You are viewing a plain text version of this content. The canonical link for it is here.
Posted to commits@nutch.apache.org by sn...@apache.org on 2019/08/26 15:05:11 UTC

[nutch] branch master updated: NUTCH-2726 Upgrade to Tika 1.22 - fall back to default Tika config if custom config file is not found - warn if loading a parser fails (reports potential plugin class loader issues - improve ant build file to download plugin dependencies (src/plugin/parse-tika/build-ivy.xml) - complete exclusions of dependencies provided also in Nutch core - force same version of xml-apis to be used by tika-core and tika-parsers: otherwise Tika parsers may fail with a linkage error because different [...]

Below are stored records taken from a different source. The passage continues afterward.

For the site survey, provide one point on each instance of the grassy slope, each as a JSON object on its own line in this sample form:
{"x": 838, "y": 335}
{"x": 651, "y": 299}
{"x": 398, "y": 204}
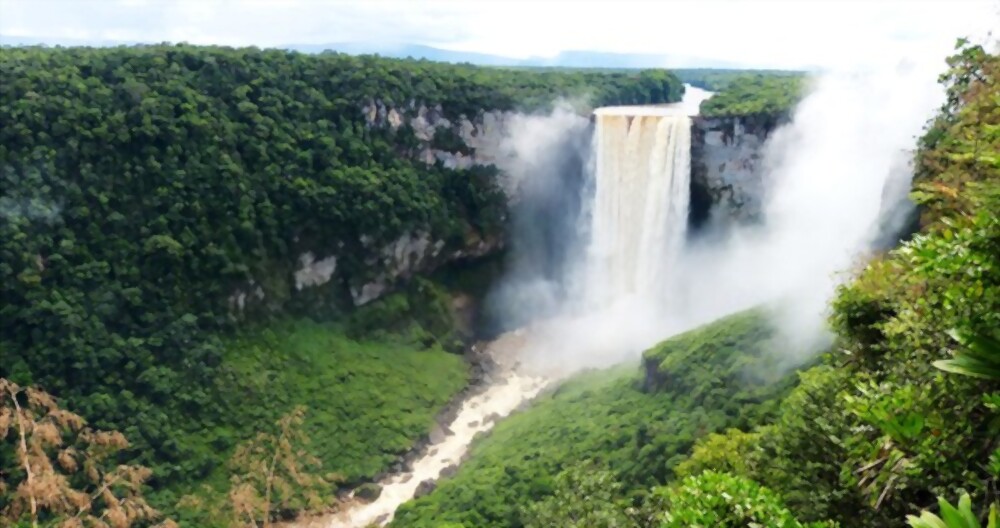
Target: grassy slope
{"x": 640, "y": 430}
{"x": 367, "y": 402}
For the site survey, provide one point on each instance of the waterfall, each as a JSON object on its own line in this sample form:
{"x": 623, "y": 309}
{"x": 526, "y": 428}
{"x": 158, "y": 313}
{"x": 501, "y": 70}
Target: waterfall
{"x": 642, "y": 191}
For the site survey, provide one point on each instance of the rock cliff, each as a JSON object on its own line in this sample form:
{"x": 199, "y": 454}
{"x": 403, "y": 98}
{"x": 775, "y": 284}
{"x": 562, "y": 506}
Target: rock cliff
{"x": 726, "y": 156}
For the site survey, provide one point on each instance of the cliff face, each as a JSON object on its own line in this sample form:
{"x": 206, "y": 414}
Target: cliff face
{"x": 457, "y": 143}
{"x": 726, "y": 155}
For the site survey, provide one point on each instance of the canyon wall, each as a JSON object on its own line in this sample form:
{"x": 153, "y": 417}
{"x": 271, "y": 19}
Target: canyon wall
{"x": 726, "y": 171}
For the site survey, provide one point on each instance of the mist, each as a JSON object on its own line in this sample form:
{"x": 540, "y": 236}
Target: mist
{"x": 836, "y": 179}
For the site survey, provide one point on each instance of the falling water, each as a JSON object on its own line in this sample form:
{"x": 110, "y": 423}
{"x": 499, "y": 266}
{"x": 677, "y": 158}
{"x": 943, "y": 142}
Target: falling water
{"x": 640, "y": 207}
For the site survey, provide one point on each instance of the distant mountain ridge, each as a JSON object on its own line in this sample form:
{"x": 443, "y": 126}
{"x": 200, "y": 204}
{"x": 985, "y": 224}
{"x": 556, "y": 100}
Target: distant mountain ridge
{"x": 571, "y": 58}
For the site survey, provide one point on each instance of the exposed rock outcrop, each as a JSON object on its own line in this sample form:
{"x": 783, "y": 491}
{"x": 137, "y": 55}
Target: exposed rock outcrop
{"x": 726, "y": 157}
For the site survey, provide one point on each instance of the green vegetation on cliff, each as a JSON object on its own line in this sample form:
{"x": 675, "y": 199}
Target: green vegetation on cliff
{"x": 755, "y": 95}
{"x": 365, "y": 403}
{"x": 873, "y": 434}
{"x": 637, "y": 425}
{"x": 148, "y": 191}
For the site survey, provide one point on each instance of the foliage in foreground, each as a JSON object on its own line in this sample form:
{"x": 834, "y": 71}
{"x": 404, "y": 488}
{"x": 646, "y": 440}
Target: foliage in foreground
{"x": 878, "y": 432}
{"x": 58, "y": 471}
{"x": 960, "y": 517}
{"x": 368, "y": 402}
{"x": 147, "y": 192}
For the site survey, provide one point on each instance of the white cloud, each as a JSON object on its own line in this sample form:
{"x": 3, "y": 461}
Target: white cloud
{"x": 779, "y": 33}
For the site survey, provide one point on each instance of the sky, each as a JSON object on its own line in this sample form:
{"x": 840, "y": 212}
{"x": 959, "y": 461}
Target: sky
{"x": 766, "y": 33}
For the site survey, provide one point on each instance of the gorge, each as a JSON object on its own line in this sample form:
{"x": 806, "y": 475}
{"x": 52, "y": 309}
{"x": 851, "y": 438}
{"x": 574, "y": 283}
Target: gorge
{"x": 430, "y": 295}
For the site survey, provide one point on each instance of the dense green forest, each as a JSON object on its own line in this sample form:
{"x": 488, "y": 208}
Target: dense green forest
{"x": 142, "y": 187}
{"x": 753, "y": 94}
{"x": 638, "y": 425}
{"x": 896, "y": 415}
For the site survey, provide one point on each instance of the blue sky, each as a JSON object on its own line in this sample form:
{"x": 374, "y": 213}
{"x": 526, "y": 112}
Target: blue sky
{"x": 766, "y": 33}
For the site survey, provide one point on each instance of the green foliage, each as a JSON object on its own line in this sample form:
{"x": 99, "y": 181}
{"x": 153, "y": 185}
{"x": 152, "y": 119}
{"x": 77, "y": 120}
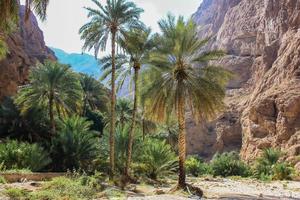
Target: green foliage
{"x": 2, "y": 180}
{"x": 75, "y": 145}
{"x": 64, "y": 188}
{"x": 265, "y": 163}
{"x": 51, "y": 81}
{"x": 16, "y": 193}
{"x": 282, "y": 171}
{"x": 95, "y": 96}
{"x": 229, "y": 164}
{"x": 174, "y": 74}
{"x": 98, "y": 120}
{"x": 269, "y": 167}
{"x": 3, "y": 49}
{"x": 31, "y": 126}
{"x": 103, "y": 22}
{"x": 21, "y": 155}
{"x": 196, "y": 167}
{"x": 157, "y": 158}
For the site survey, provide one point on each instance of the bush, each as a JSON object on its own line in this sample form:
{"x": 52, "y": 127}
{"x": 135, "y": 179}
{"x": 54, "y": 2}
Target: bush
{"x": 158, "y": 158}
{"x": 229, "y": 164}
{"x": 22, "y": 155}
{"x": 16, "y": 193}
{"x": 64, "y": 188}
{"x": 265, "y": 163}
{"x": 2, "y": 180}
{"x": 75, "y": 146}
{"x": 196, "y": 167}
{"x": 282, "y": 171}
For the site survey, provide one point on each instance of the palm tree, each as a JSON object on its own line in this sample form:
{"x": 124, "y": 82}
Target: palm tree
{"x": 95, "y": 96}
{"x": 111, "y": 20}
{"x": 51, "y": 85}
{"x": 181, "y": 79}
{"x": 137, "y": 44}
{"x": 123, "y": 111}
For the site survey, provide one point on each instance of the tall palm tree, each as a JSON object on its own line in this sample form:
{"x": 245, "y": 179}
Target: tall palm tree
{"x": 111, "y": 20}
{"x": 95, "y": 96}
{"x": 52, "y": 85}
{"x": 181, "y": 79}
{"x": 137, "y": 44}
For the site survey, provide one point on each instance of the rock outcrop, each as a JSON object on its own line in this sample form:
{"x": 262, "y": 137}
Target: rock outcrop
{"x": 262, "y": 38}
{"x": 26, "y": 47}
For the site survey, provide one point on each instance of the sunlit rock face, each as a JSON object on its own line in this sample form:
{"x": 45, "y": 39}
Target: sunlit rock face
{"x": 263, "y": 102}
{"x": 26, "y": 47}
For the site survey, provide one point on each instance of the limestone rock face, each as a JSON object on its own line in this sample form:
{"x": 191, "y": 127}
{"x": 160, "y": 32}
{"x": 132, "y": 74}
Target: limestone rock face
{"x": 26, "y": 47}
{"x": 262, "y": 38}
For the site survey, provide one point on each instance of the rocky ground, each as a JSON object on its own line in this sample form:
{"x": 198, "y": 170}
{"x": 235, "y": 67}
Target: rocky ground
{"x": 214, "y": 188}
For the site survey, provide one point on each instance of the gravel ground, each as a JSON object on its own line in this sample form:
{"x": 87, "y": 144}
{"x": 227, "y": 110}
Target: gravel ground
{"x": 214, "y": 188}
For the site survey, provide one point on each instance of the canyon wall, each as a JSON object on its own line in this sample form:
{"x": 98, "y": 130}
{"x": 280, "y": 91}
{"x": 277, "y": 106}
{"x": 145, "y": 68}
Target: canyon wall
{"x": 262, "y": 39}
{"x": 26, "y": 47}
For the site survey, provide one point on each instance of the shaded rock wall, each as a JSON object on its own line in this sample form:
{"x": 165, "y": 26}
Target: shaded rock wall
{"x": 263, "y": 102}
{"x": 26, "y": 47}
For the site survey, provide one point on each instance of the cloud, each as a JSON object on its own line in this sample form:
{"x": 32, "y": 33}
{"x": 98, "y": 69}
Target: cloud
{"x": 65, "y": 17}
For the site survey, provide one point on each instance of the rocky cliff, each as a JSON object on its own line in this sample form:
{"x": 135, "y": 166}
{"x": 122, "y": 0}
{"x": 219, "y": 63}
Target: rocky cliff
{"x": 262, "y": 38}
{"x": 26, "y": 47}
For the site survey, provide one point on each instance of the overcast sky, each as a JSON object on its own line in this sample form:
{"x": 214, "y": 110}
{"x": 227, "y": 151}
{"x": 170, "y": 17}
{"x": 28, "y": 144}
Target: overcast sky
{"x": 65, "y": 17}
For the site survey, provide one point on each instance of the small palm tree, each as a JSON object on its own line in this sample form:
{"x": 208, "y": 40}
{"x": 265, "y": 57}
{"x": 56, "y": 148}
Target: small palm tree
{"x": 95, "y": 96}
{"x": 52, "y": 85}
{"x": 111, "y": 20}
{"x": 137, "y": 44}
{"x": 75, "y": 146}
{"x": 181, "y": 80}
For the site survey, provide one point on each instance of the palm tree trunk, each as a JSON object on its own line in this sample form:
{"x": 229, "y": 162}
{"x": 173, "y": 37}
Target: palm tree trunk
{"x": 51, "y": 114}
{"x": 112, "y": 108}
{"x": 181, "y": 142}
{"x": 131, "y": 133}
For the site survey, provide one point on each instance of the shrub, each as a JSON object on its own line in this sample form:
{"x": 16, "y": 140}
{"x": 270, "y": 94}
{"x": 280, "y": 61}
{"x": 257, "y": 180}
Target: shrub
{"x": 264, "y": 164}
{"x": 2, "y": 180}
{"x": 229, "y": 164}
{"x": 282, "y": 171}
{"x": 16, "y": 193}
{"x": 75, "y": 145}
{"x": 158, "y": 158}
{"x": 21, "y": 155}
{"x": 196, "y": 167}
{"x": 64, "y": 188}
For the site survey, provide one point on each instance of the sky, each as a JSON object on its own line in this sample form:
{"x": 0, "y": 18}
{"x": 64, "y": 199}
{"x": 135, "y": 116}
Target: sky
{"x": 65, "y": 17}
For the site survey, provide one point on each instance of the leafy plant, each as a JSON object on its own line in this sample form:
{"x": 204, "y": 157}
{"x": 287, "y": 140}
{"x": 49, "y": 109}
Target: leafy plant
{"x": 158, "y": 158}
{"x": 282, "y": 171}
{"x": 21, "y": 155}
{"x": 196, "y": 167}
{"x": 53, "y": 86}
{"x": 16, "y": 193}
{"x": 229, "y": 164}
{"x": 75, "y": 145}
{"x": 265, "y": 163}
{"x": 64, "y": 188}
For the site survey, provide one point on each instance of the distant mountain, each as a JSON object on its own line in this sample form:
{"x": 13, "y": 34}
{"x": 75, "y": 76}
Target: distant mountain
{"x": 79, "y": 62}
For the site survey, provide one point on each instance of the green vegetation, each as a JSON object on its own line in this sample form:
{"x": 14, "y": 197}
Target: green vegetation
{"x": 75, "y": 145}
{"x": 158, "y": 158}
{"x": 22, "y": 155}
{"x": 114, "y": 19}
{"x": 269, "y": 166}
{"x": 61, "y": 120}
{"x": 196, "y": 167}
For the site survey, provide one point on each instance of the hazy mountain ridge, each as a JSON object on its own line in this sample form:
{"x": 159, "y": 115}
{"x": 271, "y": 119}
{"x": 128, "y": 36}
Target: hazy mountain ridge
{"x": 83, "y": 63}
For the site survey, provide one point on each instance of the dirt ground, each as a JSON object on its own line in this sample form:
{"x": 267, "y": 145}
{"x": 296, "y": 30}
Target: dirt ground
{"x": 214, "y": 188}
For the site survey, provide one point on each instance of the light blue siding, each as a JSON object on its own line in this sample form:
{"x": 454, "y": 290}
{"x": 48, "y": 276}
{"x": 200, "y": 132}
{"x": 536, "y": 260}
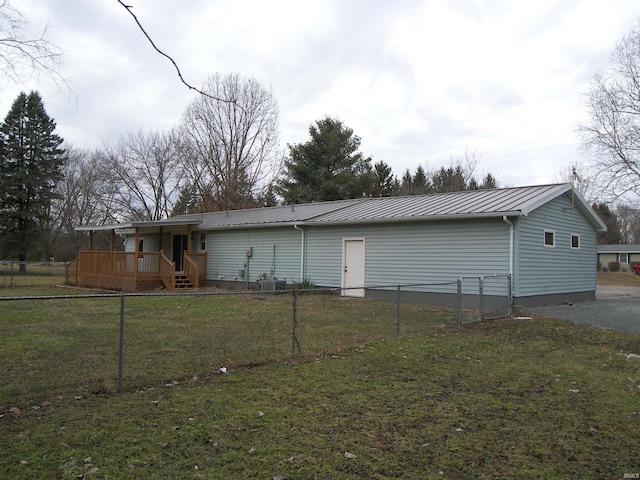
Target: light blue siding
{"x": 407, "y": 253}
{"x": 544, "y": 270}
{"x": 226, "y": 253}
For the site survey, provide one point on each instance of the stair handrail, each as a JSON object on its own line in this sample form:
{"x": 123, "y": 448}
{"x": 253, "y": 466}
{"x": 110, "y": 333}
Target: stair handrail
{"x": 190, "y": 268}
{"x": 167, "y": 272}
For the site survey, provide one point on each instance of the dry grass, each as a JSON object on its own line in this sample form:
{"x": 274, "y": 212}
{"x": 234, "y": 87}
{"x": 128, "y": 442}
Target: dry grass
{"x": 621, "y": 279}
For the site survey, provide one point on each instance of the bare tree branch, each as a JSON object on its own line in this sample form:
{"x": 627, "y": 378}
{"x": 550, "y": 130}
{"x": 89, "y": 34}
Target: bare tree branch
{"x": 22, "y": 56}
{"x": 129, "y": 9}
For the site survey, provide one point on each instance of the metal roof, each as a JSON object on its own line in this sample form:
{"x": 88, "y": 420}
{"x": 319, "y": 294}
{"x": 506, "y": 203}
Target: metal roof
{"x": 288, "y": 214}
{"x": 619, "y": 248}
{"x": 514, "y": 201}
{"x": 468, "y": 203}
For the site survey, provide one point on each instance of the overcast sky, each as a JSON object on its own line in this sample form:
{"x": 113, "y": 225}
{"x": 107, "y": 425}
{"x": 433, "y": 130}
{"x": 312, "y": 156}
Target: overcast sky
{"x": 419, "y": 81}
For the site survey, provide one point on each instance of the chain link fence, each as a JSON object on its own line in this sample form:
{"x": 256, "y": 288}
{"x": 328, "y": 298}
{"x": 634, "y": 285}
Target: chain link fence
{"x": 84, "y": 344}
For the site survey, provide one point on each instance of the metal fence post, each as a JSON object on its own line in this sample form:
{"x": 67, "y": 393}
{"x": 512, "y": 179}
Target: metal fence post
{"x": 294, "y": 322}
{"x": 398, "y": 311}
{"x": 121, "y": 350}
{"x": 459, "y": 304}
{"x": 481, "y": 293}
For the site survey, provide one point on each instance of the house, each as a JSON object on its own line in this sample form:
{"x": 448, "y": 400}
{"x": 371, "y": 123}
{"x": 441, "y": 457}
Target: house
{"x": 623, "y": 255}
{"x": 543, "y": 236}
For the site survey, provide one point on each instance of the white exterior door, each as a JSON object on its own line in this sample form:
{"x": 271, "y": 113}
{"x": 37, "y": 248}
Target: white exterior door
{"x": 353, "y": 267}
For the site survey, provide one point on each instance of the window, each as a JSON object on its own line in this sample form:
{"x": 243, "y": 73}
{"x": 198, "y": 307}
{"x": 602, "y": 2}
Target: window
{"x": 575, "y": 241}
{"x": 549, "y": 238}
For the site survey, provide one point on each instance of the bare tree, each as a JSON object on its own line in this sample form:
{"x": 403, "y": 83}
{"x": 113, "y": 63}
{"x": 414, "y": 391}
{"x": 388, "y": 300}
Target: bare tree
{"x": 611, "y": 134}
{"x": 231, "y": 144}
{"x": 581, "y": 179}
{"x": 22, "y": 56}
{"x": 83, "y": 194}
{"x": 629, "y": 220}
{"x": 145, "y": 174}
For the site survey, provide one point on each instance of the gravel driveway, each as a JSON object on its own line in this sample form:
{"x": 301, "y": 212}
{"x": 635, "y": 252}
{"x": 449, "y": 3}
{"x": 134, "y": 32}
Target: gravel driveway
{"x": 615, "y": 308}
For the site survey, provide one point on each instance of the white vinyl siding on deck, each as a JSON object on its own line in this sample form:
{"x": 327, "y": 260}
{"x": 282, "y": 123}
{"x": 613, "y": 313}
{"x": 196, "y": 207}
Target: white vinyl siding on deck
{"x": 541, "y": 270}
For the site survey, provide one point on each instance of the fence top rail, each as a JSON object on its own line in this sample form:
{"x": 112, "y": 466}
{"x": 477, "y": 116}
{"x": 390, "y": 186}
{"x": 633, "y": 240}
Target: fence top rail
{"x": 217, "y": 293}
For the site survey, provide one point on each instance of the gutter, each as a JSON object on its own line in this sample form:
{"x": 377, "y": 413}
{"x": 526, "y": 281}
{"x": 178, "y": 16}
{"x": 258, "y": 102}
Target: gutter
{"x": 510, "y": 223}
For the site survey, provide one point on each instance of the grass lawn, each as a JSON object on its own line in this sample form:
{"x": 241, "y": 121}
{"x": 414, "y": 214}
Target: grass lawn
{"x": 502, "y": 399}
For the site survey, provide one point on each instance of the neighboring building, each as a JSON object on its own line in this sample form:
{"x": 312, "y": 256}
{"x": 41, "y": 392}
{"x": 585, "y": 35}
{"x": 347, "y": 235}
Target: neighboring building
{"x": 544, "y": 236}
{"x": 623, "y": 255}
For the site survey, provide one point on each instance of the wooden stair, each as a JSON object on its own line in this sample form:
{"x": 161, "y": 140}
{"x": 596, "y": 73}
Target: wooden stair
{"x": 182, "y": 282}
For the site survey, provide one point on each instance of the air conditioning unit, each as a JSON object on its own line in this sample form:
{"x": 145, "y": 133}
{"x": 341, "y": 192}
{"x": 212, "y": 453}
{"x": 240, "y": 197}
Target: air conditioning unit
{"x": 270, "y": 285}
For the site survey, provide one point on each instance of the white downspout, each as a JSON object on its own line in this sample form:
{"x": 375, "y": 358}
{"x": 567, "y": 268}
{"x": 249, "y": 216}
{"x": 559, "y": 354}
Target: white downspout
{"x": 302, "y": 247}
{"x": 508, "y": 222}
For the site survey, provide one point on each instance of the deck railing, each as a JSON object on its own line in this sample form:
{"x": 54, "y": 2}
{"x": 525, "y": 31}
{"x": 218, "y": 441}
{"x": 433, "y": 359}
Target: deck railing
{"x": 128, "y": 271}
{"x": 195, "y": 267}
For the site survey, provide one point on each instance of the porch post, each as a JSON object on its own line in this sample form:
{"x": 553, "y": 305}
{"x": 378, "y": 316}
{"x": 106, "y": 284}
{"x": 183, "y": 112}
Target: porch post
{"x": 160, "y": 249}
{"x": 135, "y": 261}
{"x": 188, "y": 249}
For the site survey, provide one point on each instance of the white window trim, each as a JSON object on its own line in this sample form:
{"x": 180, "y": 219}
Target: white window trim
{"x": 571, "y": 241}
{"x": 544, "y": 238}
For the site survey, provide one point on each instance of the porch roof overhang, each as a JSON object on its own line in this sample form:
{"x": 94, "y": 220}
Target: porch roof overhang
{"x": 169, "y": 222}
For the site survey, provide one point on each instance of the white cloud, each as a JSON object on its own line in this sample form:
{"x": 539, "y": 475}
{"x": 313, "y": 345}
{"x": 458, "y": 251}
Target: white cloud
{"x": 418, "y": 81}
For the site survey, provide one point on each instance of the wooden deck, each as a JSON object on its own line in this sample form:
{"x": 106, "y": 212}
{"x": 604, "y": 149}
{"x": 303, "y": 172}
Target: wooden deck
{"x": 135, "y": 271}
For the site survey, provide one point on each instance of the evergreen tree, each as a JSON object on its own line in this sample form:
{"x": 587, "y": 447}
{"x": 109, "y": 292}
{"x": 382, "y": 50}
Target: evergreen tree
{"x": 327, "y": 167}
{"x": 385, "y": 183}
{"x": 31, "y": 164}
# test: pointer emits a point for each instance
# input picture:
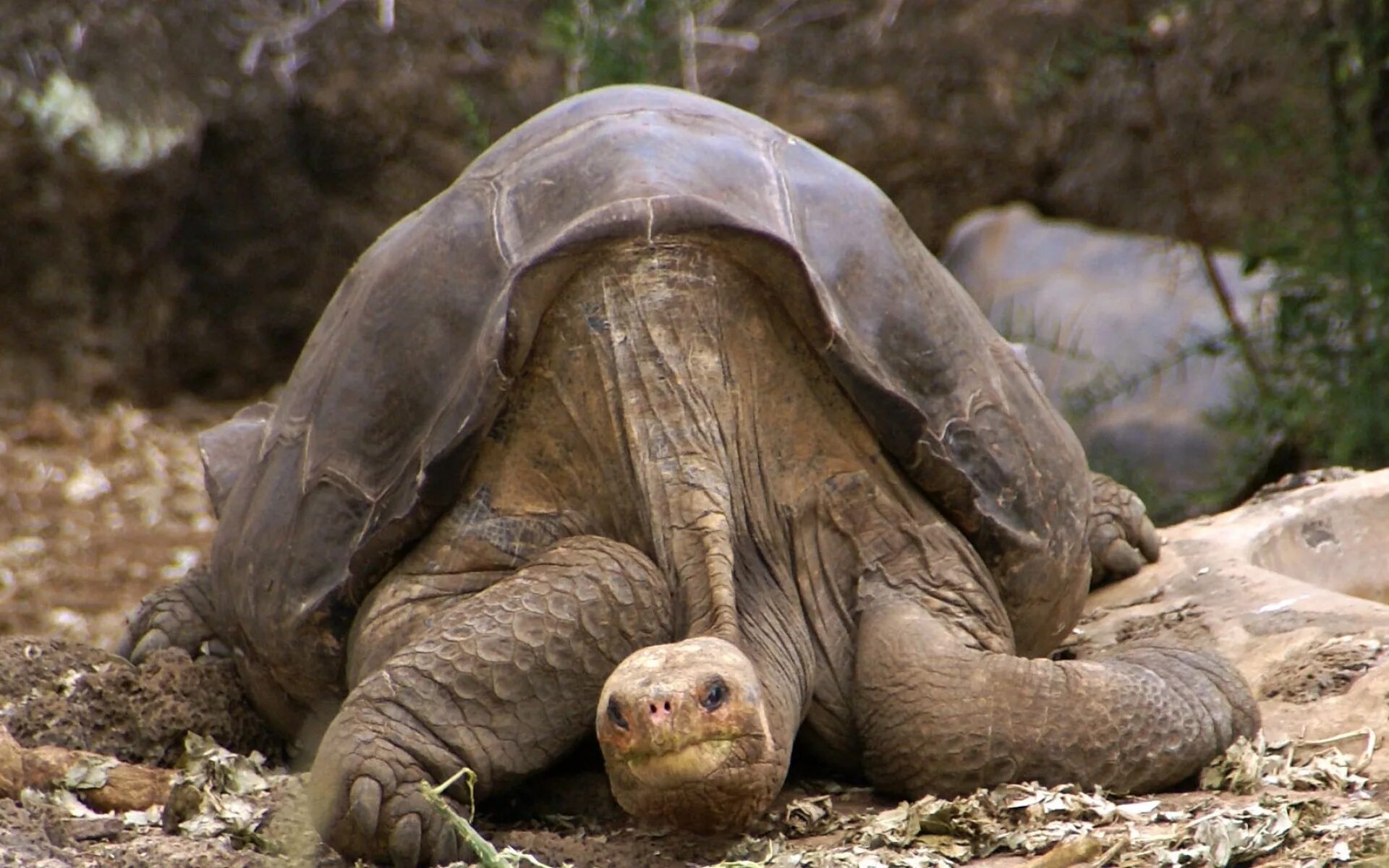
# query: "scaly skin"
(677, 467)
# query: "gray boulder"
(1129, 342)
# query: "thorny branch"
(1197, 228)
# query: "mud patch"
(1184, 623)
(1324, 668)
(69, 694)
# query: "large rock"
(1129, 341)
(185, 184)
(1292, 590)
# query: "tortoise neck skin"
(697, 733)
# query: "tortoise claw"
(170, 617)
(1121, 535)
(365, 804)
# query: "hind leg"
(504, 682)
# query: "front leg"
(939, 717)
(177, 616)
(504, 682)
(1120, 532)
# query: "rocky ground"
(99, 507)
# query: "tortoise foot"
(367, 799)
(1121, 535)
(173, 617)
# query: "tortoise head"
(685, 736)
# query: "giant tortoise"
(664, 417)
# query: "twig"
(1076, 851)
(689, 60)
(488, 856)
(1197, 228)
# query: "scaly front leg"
(504, 684)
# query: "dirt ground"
(101, 507)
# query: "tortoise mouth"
(682, 764)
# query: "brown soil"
(98, 509)
(1325, 668)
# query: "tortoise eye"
(616, 714)
(714, 694)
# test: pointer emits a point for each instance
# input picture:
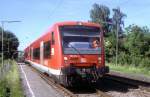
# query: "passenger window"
(47, 49)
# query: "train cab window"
(47, 49)
(36, 53)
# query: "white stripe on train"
(45, 69)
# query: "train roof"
(76, 23)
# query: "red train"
(71, 52)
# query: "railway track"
(66, 92)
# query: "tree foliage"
(10, 43)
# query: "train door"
(41, 52)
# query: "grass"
(10, 85)
(129, 69)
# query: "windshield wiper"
(74, 48)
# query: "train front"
(83, 54)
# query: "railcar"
(70, 52)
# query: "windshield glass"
(80, 39)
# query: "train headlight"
(99, 58)
(65, 59)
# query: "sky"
(37, 16)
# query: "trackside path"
(34, 85)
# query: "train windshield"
(80, 39)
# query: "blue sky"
(38, 15)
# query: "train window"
(53, 39)
(47, 49)
(36, 53)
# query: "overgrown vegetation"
(10, 85)
(133, 41)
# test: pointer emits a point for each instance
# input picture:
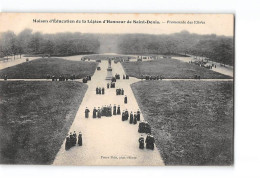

This is an automated email from the ASF dual-hosted git repository.

snagel pushed a commit to branch master
in repository https://gitbox.apache.org/repos/asf/nutch.git


The following commit(s) were added to refs/heads/master by this push:
     new 09b7142  NUTCH-2726 Upgrade to Tika 1.22 - fall back to default Tika config if custom config file is not found - warn if loading a parser fails (reports potential plugin class loader issues - improve ant build file to download plugin dependencies   (src/plugin/parse-tika/build-ivy.xml) - complete exclusions of dependencies provided also in Nutch core - force same version of xml-apis to be used by tika-core and tika-parsers:   otherwise Tika parsers may fail with a linkage error b [...]
     new da2b51b  Merge pull request #459 from sebastian-nagel/NUTCH-2726-tika-1.22
09b7142 is described below

commit 09b7142fd41893ecfd6b4e466be5077430b0a709
Author: Sebastian Nagel <sn...@apache.org>
AuthorDate: Thu Aug 8 13:34:43 2019 +0200

    NUTCH-2726 Upgrade to Tika 1.22
    - fall back to default Tika config if custom config file is not found
    - warn if loading a parser fails (reports potential plugin class loader issues
    - improve ant build file to download plugin dependencies
      (src/plugin/parse-tika/build-ivy.xml)
    - complete exclusions of dependencies provided also in Nutch core
    - force same version of xml-apis to be used by tika-core and tika-parsers:
      otherwise Tika parsers may fail with a linkage error because different
      implementations of org.xml.sax.ContentHandler are used
---
 conf/tika-config.xml.template                      |   2 +-
 ivy/ivy.xml                                        |  16 ++--
 src/plugin/parse-tika/build-ivy.xml                |  11 ++-
 src/plugin/parse-tika/howto_upgrade_tika.txt       |   2 +-
 src/plugin/parse-tika/ivy.xml                      |   7 +-
 src/plugin/parse-tika/plugin.xml                   | 106 +++++++++++----------
 .../org/apache/nutch/parse/tika/TikaParser.java    |   6 +-
 7 files changed, 86 insertions(+), 64 deletions(-)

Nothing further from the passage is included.